The presence of high permeability zones causes the injected fluid/gas to bypass the low permeability pores, initiating an early breakthrough. One of the most influential and promising methods to control fluid bypass is fluid diversion using an emulsion/chemical agent placed at the highly permeable zone, which eventually diverts the injected fluids to a less permeable region. Chitin Nanocrystal (ChiNCs), a naturally abundant nanomaterial with high oil-water interfacial adsorption, has attracted significant interest as an emulsion stabilizer in various applications. Unlike traditional surfactants, ChiNCs offer a sustainable alternative by stabilizing the emulsion, providing long-term stability and enhanced viscoelasticity. This study presents a novel, eco-friendly solution by exploring ChiNCs as pickering emulsions stabilizers for conformance control in porous media. The ChiNCs were prepared through acid hydrolysis of chitin powder derived from crab shells. ChiNCs and their emulsions were analysed using Transmission Electron Microscopy (TEM), Dynamic Light Scattering (DLS), Zeta (ζ)-Potential, Cross-Polarized Microscopy (CPM), and rheometer.
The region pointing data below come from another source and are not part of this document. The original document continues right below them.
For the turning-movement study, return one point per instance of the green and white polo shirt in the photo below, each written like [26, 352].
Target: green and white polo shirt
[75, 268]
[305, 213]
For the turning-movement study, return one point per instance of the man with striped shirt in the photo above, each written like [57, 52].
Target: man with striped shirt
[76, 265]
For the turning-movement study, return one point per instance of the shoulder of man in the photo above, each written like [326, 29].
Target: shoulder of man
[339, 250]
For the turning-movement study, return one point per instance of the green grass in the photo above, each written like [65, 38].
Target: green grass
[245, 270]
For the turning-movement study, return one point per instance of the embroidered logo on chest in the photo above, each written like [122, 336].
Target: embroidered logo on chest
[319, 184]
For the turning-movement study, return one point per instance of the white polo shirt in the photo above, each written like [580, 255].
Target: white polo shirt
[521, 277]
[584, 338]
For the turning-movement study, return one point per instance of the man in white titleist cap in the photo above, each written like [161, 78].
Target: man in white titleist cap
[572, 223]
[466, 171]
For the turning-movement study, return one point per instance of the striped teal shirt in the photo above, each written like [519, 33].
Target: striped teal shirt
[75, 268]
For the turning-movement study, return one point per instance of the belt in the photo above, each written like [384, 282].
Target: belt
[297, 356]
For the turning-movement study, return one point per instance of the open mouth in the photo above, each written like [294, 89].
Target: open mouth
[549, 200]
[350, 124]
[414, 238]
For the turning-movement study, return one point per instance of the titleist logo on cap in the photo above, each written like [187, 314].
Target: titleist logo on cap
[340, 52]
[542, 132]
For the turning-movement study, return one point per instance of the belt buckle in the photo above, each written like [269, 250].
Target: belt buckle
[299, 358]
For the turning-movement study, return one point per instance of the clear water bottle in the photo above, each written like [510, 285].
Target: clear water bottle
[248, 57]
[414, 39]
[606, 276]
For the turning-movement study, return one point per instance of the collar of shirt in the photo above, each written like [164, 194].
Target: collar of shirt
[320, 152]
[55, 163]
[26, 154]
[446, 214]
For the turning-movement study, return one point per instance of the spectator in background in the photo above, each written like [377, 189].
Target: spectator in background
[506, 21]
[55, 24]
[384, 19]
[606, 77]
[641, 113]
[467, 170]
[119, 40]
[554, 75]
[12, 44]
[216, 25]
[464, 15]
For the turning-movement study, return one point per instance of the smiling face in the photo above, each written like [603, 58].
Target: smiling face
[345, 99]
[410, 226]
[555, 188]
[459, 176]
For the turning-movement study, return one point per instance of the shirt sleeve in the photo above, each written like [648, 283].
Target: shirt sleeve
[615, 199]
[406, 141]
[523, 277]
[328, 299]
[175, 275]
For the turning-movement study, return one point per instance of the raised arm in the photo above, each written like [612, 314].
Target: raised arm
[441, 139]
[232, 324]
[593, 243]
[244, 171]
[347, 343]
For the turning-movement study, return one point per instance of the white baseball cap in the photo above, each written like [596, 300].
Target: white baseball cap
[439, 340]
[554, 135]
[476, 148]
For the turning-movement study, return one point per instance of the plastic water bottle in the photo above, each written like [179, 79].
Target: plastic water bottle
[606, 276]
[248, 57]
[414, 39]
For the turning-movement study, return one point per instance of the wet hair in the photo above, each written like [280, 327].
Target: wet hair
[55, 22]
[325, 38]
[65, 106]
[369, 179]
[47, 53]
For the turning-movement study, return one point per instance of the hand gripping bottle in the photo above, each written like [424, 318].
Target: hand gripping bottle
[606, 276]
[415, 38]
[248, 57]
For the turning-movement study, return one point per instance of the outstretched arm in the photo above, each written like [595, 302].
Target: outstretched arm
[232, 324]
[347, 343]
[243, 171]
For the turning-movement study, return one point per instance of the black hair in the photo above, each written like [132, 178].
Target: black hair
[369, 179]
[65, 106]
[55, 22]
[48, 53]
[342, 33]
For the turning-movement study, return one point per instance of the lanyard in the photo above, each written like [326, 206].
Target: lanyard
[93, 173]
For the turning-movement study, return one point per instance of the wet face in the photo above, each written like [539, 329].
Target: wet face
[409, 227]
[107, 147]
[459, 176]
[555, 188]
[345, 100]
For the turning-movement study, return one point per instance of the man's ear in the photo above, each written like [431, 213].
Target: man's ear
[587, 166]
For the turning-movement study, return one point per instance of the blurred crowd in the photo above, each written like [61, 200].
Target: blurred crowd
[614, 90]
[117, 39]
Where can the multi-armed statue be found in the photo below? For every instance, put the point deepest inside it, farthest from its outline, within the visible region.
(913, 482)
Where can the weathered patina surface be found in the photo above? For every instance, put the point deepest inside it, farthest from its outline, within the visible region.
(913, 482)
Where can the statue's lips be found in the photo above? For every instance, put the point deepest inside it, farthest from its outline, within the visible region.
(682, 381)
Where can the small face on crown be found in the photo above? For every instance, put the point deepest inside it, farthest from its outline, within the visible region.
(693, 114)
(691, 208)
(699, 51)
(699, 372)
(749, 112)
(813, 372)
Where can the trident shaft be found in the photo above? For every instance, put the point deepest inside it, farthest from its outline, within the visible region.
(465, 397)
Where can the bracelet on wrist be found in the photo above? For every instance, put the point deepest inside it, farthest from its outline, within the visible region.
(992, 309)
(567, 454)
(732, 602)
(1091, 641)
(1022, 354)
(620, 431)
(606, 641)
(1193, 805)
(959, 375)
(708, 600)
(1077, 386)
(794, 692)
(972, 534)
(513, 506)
The presence of ChiNCs in the emulsion resulted in shear-thinning behaviour, making it suitable for conformance control. Core-flood experiment results confirmed the effectiveness of ChiNCs-stabilized emulsions for permeability reduction. Pressure drops and permeability reductions increased with larger emulsion slug sizes, indicating successful pore plugging and improved fluid diversion. The highest-permeability reduction with 85.6% were obtained with 0.7 pore volume (PV) of emulsion injection for a short time. In contrast, injecting 0.5 PV of the emulsion led to a significant and sustained permeability reduction of 80.8%. To the best of the authors' knowledge, this is the first application of chitin nanocrystals in fluid diversion and conformance control. The ζ-potential over +20mV within the pH range 3–6 was sufficient to achieve the highest colloidal stability via electrostatic effect and good ChiNCs suspension transparency. The microstructure observed under the CPM correlates with the rheological behavior, showing that the ChiNCs provide a significant steric barrier to coalescence, thus enhancing the emulsion's resistance to flow and deformation.